We can compare two population proportions either by the chi-square test or by the two-sample z-test—which give exactly the same result—because the chi-square test is equal to the square of the z-test.
Chi-square test advantage: can compare more than two populations (e.g., SES by race-ethnicity in hsb2.dta); but the original data must be counts.
z-test advantage: can test either one-sided or two-sided alternatives; the original data may be counts or proportions.
. prtest hsci, by(white)
Two-sample test of proportion nonwhite: Number of obs = 55
white: Number of obs = 145
------------------------------------------------------------------------------
Variable | Mean Std. Err. z P>|z| [95% Conf. Interval]

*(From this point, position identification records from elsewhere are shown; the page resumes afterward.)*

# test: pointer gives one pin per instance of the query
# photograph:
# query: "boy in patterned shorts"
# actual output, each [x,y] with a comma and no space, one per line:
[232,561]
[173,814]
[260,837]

---------+--------------------------------------------------------------------
nonwhite | .0909091 .0387638 2.34521 0.0190 .0149335 .1668847
white | .2896552 .0376696 7.68936 0.0000 .2158241 .3634863
---------+--------------------------------------------------------------------
diff | -.1987461 .0540521 -.3046863 -.0928059
| under Ho: .0671451 -2.95995 0.0031
------------------------------------------------------------------------------
Ho: proportion(nonwhite) - proportion(white) = diff = 0
Ha: diff < 0 Ha: diff ~= 0 Ha: diff > 0
z = -2.960 z = -2.960 z = -2.960
P < z = 0.0015 P > |z| = 0.0031 P > z = 0.9985
. tab hsci white, cell chi2
nonwhite white Total
no 50 103 153
25.0% 51.50% 76.50%
yes 5 42 47
2.50% 21.0% 23.50%
Total 55 145 200
27.50% 72.50% 100.0%
Pearson chi2(1) = 8.7613 Pr = 0.003
pr=.003 for Chi-square test & for z-test.
Other Useful Stata Commands
findit tabchi: displays observed & expected frequencies, various types of residuals (raw, pearson, adjusted), & various tests of significance.

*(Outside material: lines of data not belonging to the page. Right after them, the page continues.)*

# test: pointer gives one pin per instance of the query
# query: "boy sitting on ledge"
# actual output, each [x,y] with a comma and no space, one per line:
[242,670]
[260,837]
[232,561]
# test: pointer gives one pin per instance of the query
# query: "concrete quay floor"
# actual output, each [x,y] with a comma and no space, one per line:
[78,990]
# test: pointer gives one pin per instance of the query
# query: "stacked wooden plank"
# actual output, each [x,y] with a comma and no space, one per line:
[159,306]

findit tabout: to make publication-style contingency & other tables
See the following class documents: ‘Making contingency tables in Stata’; ‘Making working & publication-style tables in Stata’.
For greater depth concerning contingency tables & their various significance tests, see Agresti & Finlay, Statistical Methods for the Social Sciences, chap. 8.
Summary: Two-Way Tables
Two-way tables: categorical data—binomial counts (‘success’ vs. ‘failure’) or proportions (binomial counts divided by the total sample size); but the data must be counts
Row variables? Column variables? Cells?
Marginal frequencies? Marginal distributions?
Joint distributions?
Row & column conditional distributions?
How to compute expected cell frequencies? What do they represent?

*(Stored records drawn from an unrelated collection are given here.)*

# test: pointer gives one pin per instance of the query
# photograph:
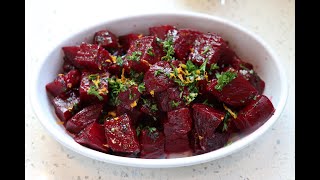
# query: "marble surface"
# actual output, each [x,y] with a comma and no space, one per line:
[271,157]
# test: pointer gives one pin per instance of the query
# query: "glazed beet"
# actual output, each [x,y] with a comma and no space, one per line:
[158,82]
[120,134]
[207,46]
[239,92]
[105,39]
[93,137]
[94,87]
[67,105]
[152,144]
[83,118]
[255,113]
[169,93]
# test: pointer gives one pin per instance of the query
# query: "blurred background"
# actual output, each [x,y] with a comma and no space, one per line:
[271,157]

Null hypothesis? Alternative hypothesis?
How to compute the Chi-square test?
How to compute its degrees of freedom?
Chi-square assumptions?
Advantages/disadvantages of inference via two-ways tables versus inference via z-test for two sample proportions?
Chi-square test of significance: equals the square of the z-test for comparing sample proportions, but the Chi-square test requires the original data to be counts.
Simpson’s Paradox: aggregating the data ignores lurking variables.
Moral of the story: beware of the relations portrayed in aggregated data (i.e. look out for lurking variables)!
Spurious non-association: a bivariate association appears only when a third, control variable is introduced.
Moral of this story: the same as for Simpson’s Paradox.
Finally, when should we use contingency tables & the Chi-square test?
As part of bivariate exploratory data analysis, including in preparation for regression analysis
Or when we don’t have enough observations to do regression analysis (i.e. perhaps categorize the data and do cross-tabs).
Here’s how to do the tables for Moore/McCabe, problem 9.1:
. tabulate educ age [freq=years], chi2
a1 a2 a3 Total
e1 5,325 9,152 16,035 30,512
e2 14,061 24,070 18,320 56,451
e3 11,659 19,926 9,662 41,247
e4 10,342 19,878 8,005 38,225
Total 41,387 73,026 52,022 166,435
Pearson chi2(6) = 9.6e+03 Pr = 0.000
. tabulate educ age [freq=years], cell chi2
a1 a2 a3 Total
e1 3.20 5.50 9.63 18.33
e2 8.45 14.46 11.01 33.92
e3 7.01 11.97 5.81 24.78
e4 6.21 11.94 4.81 22.97
Total 24.87 43.88 31.26 100.00
Pearson chi2(6) = 9.6e+03 Pr = 0.000
The ‘row’ or ‘col’ options may be preferable to use.